The plunging economy hasn't toppled Maduro
Government mismanagement coupled with U.S. sanctions helped wreck Venezuela's economy. Since the end of 2013, the country's real gross domestic product has shrunk by almost 80%, estimates the International Monetary Fund.
But instead of weakening Maduro, the crisis has given his government more leverage over the population through its control of vital welfare programs, like monthly food handouts, says Temir Porras, a former top aide to Maduro.
"I think there is a misunderstanding that economic hardship [automatically] translates into political change," says Porras, who is now a visiting professor of political science at Sciences Po university in Paris. Instead, he says, "the poorest of the Venezuelans become more dependent on any assistance they can get from government agencies."
Meanwhile, oil production is starting to bounce back while the Maduro government also earns millions of dollars from gold mining.
"So, even though there are sanctions, even though there is a collapse of the economy, [Maduro] still has enough money to pay benefits to the military and to have support from the real powers," Scharifker says.
To stop hyperinflation, the Maduro government has allowed the U.S. dollar to circulate as Venezuela's de facto currency. It has also relaxed state controls on the private sector. Both moves appear to have reactivated some areas of the economy. (The IMF estimates the economic contraction is slowing to -5% this year.)
Caracas is now full of warehouses selling imported goods, which have alleviated some of the nation's food shortages. Also taking pressure off Maduro is the fact that nearly 6 million Venezuelans — about one-fifth of the pre-crisis population and many of whom oppose the president — have fled the country.
Their departure hurt an already divided opposition. It is a hodgepodge of parties with diverse ideologies that often attack one another rather than the Maduro government. Many criticize their nominal leader, Guaidó, for promoting a failed 2019 military uprising then calling for boycotts of recent elections that made the opposition irrelevant.

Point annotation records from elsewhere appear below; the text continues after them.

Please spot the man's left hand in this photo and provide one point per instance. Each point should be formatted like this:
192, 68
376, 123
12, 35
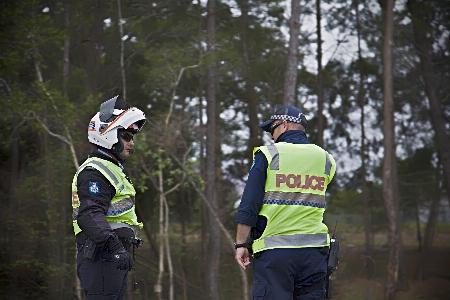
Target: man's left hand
242, 257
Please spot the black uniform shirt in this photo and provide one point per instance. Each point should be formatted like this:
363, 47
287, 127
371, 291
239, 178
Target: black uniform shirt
95, 193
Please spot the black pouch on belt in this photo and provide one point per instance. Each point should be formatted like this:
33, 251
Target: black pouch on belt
126, 236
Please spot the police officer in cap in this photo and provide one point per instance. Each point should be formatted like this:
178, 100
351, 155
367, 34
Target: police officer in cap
104, 218
281, 212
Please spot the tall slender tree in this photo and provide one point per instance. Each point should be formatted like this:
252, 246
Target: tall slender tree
290, 75
211, 269
389, 163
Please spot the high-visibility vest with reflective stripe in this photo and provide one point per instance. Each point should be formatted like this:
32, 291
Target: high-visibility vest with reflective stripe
122, 209
294, 199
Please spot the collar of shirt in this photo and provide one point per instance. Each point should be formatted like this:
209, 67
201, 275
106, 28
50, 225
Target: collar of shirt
293, 137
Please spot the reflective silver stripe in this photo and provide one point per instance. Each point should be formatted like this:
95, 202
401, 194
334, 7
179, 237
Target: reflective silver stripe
289, 198
116, 225
295, 240
106, 170
328, 164
120, 206
114, 208
275, 164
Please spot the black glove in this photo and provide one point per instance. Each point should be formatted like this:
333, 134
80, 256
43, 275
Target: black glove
119, 255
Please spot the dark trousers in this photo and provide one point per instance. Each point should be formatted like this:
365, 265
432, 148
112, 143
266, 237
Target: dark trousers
278, 271
99, 278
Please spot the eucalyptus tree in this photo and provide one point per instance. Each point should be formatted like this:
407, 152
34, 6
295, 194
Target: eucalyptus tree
430, 24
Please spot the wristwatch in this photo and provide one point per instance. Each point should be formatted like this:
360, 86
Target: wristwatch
239, 245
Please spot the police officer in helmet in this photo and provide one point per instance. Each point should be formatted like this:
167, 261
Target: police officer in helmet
281, 212
104, 217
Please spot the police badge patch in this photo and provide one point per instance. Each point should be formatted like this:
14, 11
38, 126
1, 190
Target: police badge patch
94, 188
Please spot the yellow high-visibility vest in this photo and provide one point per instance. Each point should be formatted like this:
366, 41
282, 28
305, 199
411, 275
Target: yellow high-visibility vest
121, 212
294, 199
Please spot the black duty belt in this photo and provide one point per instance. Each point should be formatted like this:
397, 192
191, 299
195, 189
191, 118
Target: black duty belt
309, 289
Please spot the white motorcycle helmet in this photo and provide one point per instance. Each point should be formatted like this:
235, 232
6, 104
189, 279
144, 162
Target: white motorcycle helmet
103, 129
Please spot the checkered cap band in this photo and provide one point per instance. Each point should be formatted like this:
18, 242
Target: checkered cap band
288, 118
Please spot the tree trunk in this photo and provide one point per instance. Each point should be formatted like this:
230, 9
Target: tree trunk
211, 269
320, 120
389, 163
421, 268
369, 263
158, 286
424, 48
66, 47
290, 76
252, 103
122, 50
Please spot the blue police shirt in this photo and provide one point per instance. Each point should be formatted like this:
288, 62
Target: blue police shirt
253, 195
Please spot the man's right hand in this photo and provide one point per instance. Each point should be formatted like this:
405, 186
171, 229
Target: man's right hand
242, 257
122, 259
119, 255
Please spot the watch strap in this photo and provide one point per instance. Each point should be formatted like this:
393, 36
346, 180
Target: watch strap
236, 245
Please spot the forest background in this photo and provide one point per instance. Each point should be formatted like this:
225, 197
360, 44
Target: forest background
371, 76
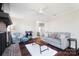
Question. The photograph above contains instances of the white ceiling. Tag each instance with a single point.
(48, 9)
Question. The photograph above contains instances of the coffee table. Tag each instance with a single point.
(41, 43)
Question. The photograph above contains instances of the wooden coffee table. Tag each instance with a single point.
(41, 43)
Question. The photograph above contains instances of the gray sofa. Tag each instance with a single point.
(58, 39)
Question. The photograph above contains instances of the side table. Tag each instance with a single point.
(70, 40)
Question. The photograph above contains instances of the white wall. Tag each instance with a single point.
(65, 23)
(61, 23)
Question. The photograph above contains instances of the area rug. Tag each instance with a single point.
(12, 50)
(34, 50)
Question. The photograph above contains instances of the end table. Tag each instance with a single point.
(75, 40)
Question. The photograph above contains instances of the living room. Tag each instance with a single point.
(43, 20)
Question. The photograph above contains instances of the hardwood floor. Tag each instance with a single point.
(66, 52)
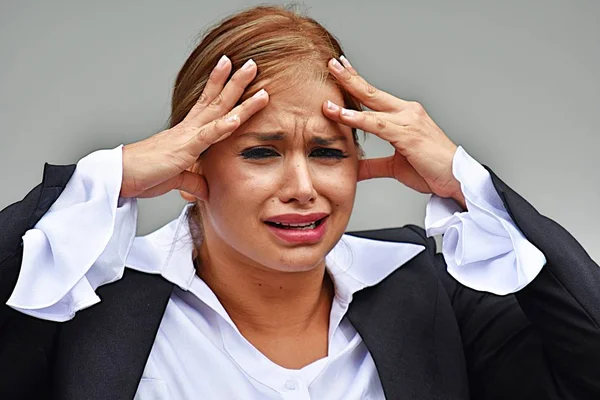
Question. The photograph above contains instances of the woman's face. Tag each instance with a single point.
(287, 165)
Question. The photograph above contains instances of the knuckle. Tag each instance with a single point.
(417, 108)
(218, 101)
(380, 123)
(370, 90)
(202, 134)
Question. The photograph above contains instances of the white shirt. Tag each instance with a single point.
(88, 237)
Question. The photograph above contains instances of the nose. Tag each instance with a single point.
(298, 183)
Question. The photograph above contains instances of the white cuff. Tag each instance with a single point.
(483, 248)
(79, 244)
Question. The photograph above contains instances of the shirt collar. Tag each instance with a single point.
(353, 264)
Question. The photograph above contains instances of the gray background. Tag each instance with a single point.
(515, 82)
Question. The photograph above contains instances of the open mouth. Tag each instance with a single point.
(303, 226)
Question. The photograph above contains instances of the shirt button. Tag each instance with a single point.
(290, 384)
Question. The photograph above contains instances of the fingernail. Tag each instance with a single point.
(222, 61)
(345, 61)
(248, 64)
(348, 113)
(336, 65)
(260, 93)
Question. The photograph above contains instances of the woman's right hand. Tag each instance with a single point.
(159, 164)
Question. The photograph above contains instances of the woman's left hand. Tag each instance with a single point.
(424, 154)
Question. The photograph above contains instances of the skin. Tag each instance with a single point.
(277, 293)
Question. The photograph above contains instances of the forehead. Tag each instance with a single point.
(298, 109)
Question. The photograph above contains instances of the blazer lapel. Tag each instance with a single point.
(102, 352)
(396, 320)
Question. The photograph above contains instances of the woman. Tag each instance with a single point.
(254, 292)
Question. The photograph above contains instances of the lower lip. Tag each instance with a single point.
(304, 236)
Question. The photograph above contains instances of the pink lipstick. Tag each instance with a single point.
(299, 228)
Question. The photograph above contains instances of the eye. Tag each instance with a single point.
(323, 152)
(258, 153)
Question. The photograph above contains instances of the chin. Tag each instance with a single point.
(299, 258)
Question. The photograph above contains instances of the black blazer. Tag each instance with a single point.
(430, 337)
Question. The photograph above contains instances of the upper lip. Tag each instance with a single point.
(296, 218)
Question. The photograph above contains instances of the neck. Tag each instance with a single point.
(265, 301)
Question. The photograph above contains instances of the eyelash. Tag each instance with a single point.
(258, 153)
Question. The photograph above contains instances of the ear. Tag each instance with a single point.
(202, 193)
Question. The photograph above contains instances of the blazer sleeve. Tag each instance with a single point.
(543, 342)
(26, 343)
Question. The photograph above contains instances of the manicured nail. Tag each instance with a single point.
(348, 113)
(260, 93)
(222, 61)
(345, 61)
(336, 65)
(332, 106)
(248, 64)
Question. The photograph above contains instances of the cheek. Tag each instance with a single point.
(234, 188)
(338, 184)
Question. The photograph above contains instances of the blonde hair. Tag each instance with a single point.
(287, 47)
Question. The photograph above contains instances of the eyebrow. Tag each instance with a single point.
(279, 136)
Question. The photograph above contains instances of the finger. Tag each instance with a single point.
(375, 168)
(358, 87)
(222, 128)
(194, 184)
(187, 181)
(396, 167)
(214, 86)
(380, 124)
(231, 93)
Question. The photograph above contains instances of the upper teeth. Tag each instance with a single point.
(296, 225)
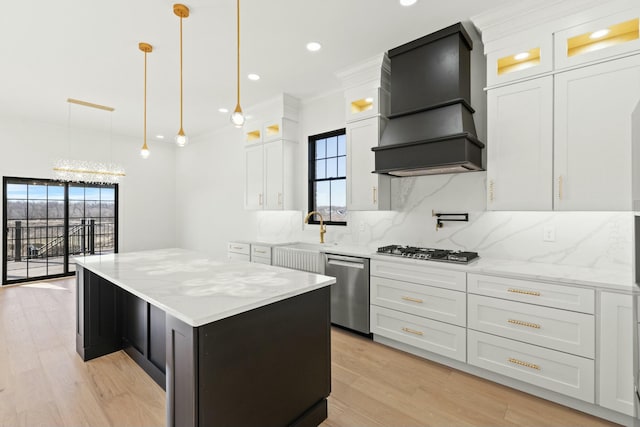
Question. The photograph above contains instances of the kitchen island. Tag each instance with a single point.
(233, 343)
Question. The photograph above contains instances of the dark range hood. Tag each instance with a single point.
(430, 129)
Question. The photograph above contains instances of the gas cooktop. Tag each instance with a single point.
(431, 254)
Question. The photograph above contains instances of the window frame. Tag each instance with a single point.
(67, 269)
(311, 150)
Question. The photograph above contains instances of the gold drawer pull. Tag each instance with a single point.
(523, 323)
(525, 364)
(412, 331)
(520, 291)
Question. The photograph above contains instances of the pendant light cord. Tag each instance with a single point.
(181, 73)
(145, 100)
(238, 52)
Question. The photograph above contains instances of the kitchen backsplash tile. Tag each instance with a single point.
(590, 239)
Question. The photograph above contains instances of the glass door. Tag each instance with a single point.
(47, 222)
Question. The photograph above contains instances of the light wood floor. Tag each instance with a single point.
(43, 382)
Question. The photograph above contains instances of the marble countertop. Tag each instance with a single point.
(198, 290)
(566, 274)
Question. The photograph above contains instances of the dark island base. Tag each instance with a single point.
(270, 366)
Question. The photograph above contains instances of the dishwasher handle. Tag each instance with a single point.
(344, 261)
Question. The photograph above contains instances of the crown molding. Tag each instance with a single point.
(521, 16)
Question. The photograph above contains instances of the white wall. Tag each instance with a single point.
(210, 193)
(210, 209)
(147, 194)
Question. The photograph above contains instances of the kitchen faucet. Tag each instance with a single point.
(323, 228)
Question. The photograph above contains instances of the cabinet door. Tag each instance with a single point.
(593, 129)
(366, 191)
(616, 351)
(520, 131)
(274, 169)
(254, 175)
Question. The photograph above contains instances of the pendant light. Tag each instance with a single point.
(181, 11)
(146, 48)
(237, 118)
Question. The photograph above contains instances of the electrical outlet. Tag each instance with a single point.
(549, 233)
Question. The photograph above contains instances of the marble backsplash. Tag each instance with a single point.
(590, 239)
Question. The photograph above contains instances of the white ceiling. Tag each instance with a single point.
(88, 49)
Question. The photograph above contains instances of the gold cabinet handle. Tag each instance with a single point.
(523, 323)
(491, 190)
(412, 331)
(521, 291)
(525, 364)
(560, 187)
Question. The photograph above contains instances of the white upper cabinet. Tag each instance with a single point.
(270, 156)
(279, 160)
(519, 153)
(598, 39)
(366, 101)
(529, 55)
(593, 133)
(254, 177)
(366, 107)
(366, 191)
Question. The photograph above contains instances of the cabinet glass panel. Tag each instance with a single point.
(519, 61)
(603, 38)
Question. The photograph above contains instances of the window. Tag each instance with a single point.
(47, 222)
(328, 177)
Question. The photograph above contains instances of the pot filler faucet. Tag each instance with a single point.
(323, 228)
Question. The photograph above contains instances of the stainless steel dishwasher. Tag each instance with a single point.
(350, 293)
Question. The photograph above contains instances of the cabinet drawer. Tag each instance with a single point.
(260, 251)
(435, 303)
(241, 257)
(239, 248)
(563, 373)
(548, 294)
(430, 335)
(548, 327)
(414, 273)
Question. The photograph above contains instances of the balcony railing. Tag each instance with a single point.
(46, 241)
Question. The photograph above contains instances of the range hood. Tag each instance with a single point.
(430, 129)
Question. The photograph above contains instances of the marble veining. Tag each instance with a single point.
(198, 290)
(596, 240)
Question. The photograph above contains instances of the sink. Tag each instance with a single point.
(315, 247)
(299, 256)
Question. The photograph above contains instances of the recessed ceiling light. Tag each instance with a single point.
(599, 34)
(313, 46)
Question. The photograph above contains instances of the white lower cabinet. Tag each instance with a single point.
(547, 327)
(554, 370)
(421, 306)
(239, 250)
(616, 350)
(427, 334)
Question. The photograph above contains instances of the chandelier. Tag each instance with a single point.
(91, 172)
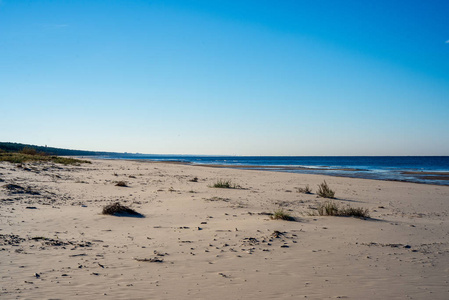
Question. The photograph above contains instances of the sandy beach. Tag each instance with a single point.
(199, 242)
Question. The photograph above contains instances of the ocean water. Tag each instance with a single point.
(419, 169)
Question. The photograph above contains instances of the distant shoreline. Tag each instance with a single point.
(399, 175)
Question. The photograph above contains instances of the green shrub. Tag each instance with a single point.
(330, 208)
(325, 191)
(225, 184)
(305, 190)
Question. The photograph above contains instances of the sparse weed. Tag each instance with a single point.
(325, 191)
(330, 208)
(225, 184)
(304, 190)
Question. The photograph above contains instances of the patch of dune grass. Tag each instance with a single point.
(325, 191)
(225, 184)
(304, 190)
(330, 208)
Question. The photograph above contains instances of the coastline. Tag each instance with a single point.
(399, 175)
(212, 241)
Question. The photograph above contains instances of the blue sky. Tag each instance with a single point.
(227, 77)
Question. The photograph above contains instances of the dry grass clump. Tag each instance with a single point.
(325, 191)
(225, 184)
(280, 214)
(119, 210)
(330, 208)
(304, 190)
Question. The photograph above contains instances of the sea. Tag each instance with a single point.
(418, 169)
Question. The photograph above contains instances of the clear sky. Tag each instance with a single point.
(227, 77)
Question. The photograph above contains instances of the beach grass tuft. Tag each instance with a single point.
(116, 209)
(280, 214)
(305, 190)
(225, 184)
(330, 208)
(325, 191)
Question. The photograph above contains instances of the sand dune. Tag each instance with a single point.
(199, 242)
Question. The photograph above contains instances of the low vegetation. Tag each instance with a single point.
(225, 184)
(304, 190)
(330, 208)
(119, 210)
(280, 214)
(325, 191)
(26, 156)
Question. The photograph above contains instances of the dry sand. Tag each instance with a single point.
(198, 242)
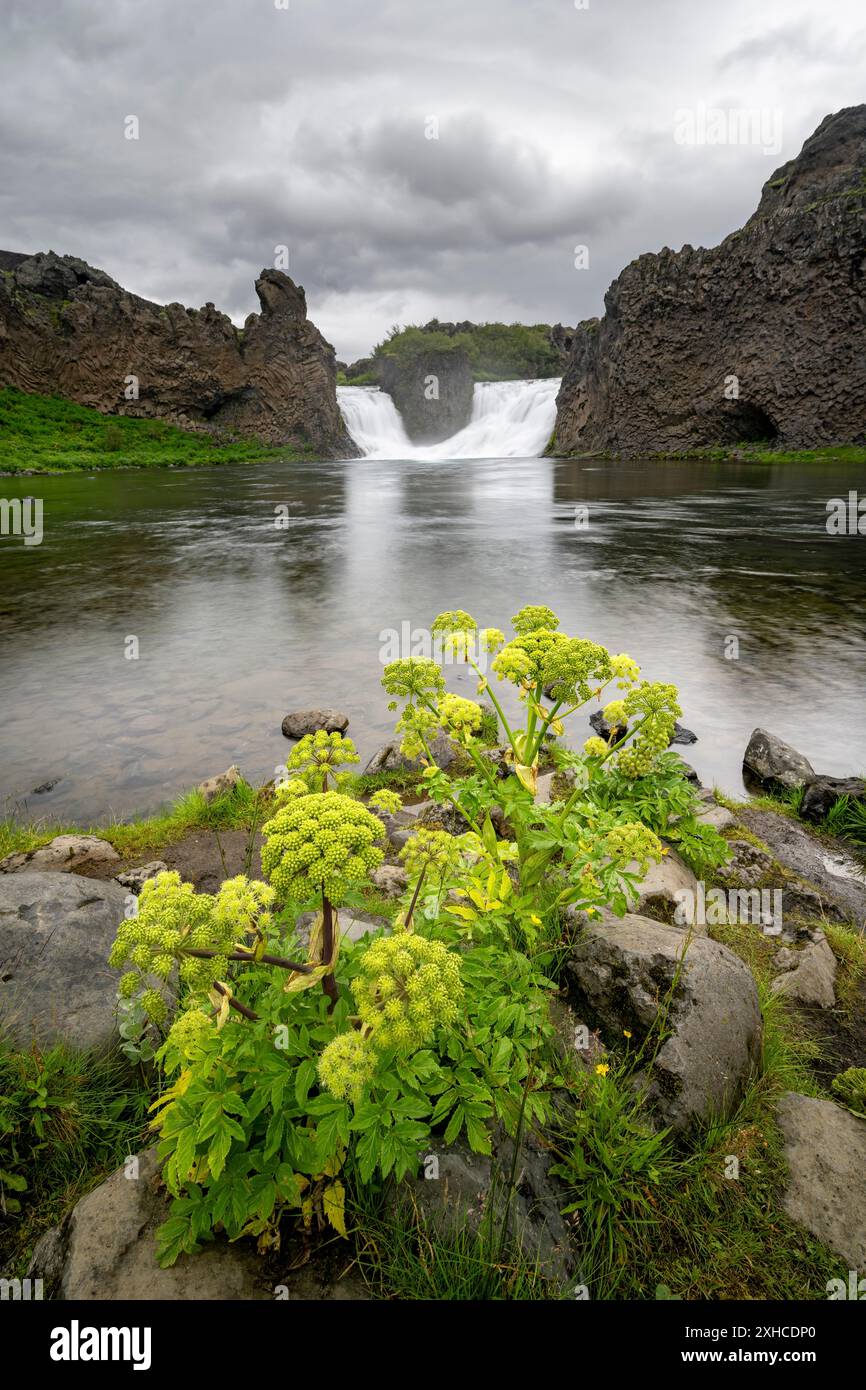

In the latest blow, Guaidó's foreign affairs chief, Julio Borges, said this week he is quitting and that "the notion of the interim government has to disappear."
Venezuela needs fair elections
Opposition candidates did take part in last month's elections for governors and mayors but most lost to pro-Maduro candidates.
"When you go to an election your objective is not to become the most popular person in the country. You need only to beat your opponents," says Porras, the former government aide. Maduro and his allies, he says, have "managed to beat a very fragmented opposition."
However, they've done so in elections that have been neither free nor fair. In last month's balloting, for example, observers from the European Union criticized the Maduro government for banning some opposition politicians, taking over several opposition parties and for boosting ruling party candidates with massive publicity on state TV.
Maduro responded to the EU report by calling the electoral monitors "spies," then expelling them from Venezuela.
Given his disdain for free elections, Maduro's opponents warn that he's turning into a tyrant who will never give up power. But Maduro allies, like ruling party congressman Francisco Torrealba, insist that won't happen.
He points out that Maduro has been holding on-again, off-again negotiations in Mexico with Venezuelan opposition leaders and says the president has a diplomatic streak. Maduro, 59, previously served as foreign minister under his mentor, the late President Hugo Chávez, and, before jumping into politics, was a union negotiator.
"I wish people could get to know him," Torrealba says, "because no one is farther away from becoming a dictator than Nicolás Maduro."